Yes. Because the middle — including “living reminder that Walter Cronkite never held back reporting so he could sell a book a year later” Jake Tapper — has a vested interest in driving up the heat on the question “Isn’t this guy scary?”
And that “he’s scary” part has to be most of their strategy. Because otherwise if you’re in the “don’t rock the boat” part of American politics your choices are:
Curtis Sliwa, previously discussed TMNT villain and cat enthusiast
Eric Adams, guy who clearly owes Trump for a pardon and is currently the mayor of a NYC he has to prove is doing well.
Andrew Cuomo, who just lost to this guy, but is waiting to see if his hubris levels can recharge to a point where he runs as vanilla in a race with two other flavors of vanilla.
Two last points here because this suddenly became my not so quick thoughts.

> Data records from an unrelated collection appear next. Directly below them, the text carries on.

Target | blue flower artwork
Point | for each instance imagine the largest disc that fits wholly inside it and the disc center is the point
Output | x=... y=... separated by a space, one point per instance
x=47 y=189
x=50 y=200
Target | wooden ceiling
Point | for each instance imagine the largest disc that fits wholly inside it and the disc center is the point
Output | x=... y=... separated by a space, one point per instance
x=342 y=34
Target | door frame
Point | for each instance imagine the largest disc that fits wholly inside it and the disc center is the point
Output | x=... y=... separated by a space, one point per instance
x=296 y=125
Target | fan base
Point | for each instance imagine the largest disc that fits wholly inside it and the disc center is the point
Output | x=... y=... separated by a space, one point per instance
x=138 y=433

The old guard of politics, across the spectrum, completely misunderstands Millennial and younger voters. They cannot reconcile the combination of cynicism about the system and belief in someone who’s actually gonna go try to do something in the system. And it keeps burning them.
Much like happens with Presidential elections, all the math of this race is going to change on Tuesday when NYC runs the ranked-choice numbers. Zohran will find out how many people ranked him but didn’t put him first — a number that will certainly put him over 50% but might also get him over 500,000 votes. Cuomo will see how many people ranked him anywhere below first, which may have some impact on the hubris level. And, if the crosstabs get crunched the right way, we’ll have a more complete picture of who and where in the city Zohran got support.
Luckily there are five more months until the general, so this can cook while everyone deals with the other huge problems happeni— oh no, this is just gonna be a proxy for who the nominee is in 2028?2
Fun. Fun times.
1 Reminder to self: write about ranked choice voting.
2 Reminder to self: explain that the winners of primaries should be decided by getting the most votes by people allowed to vote in the primary.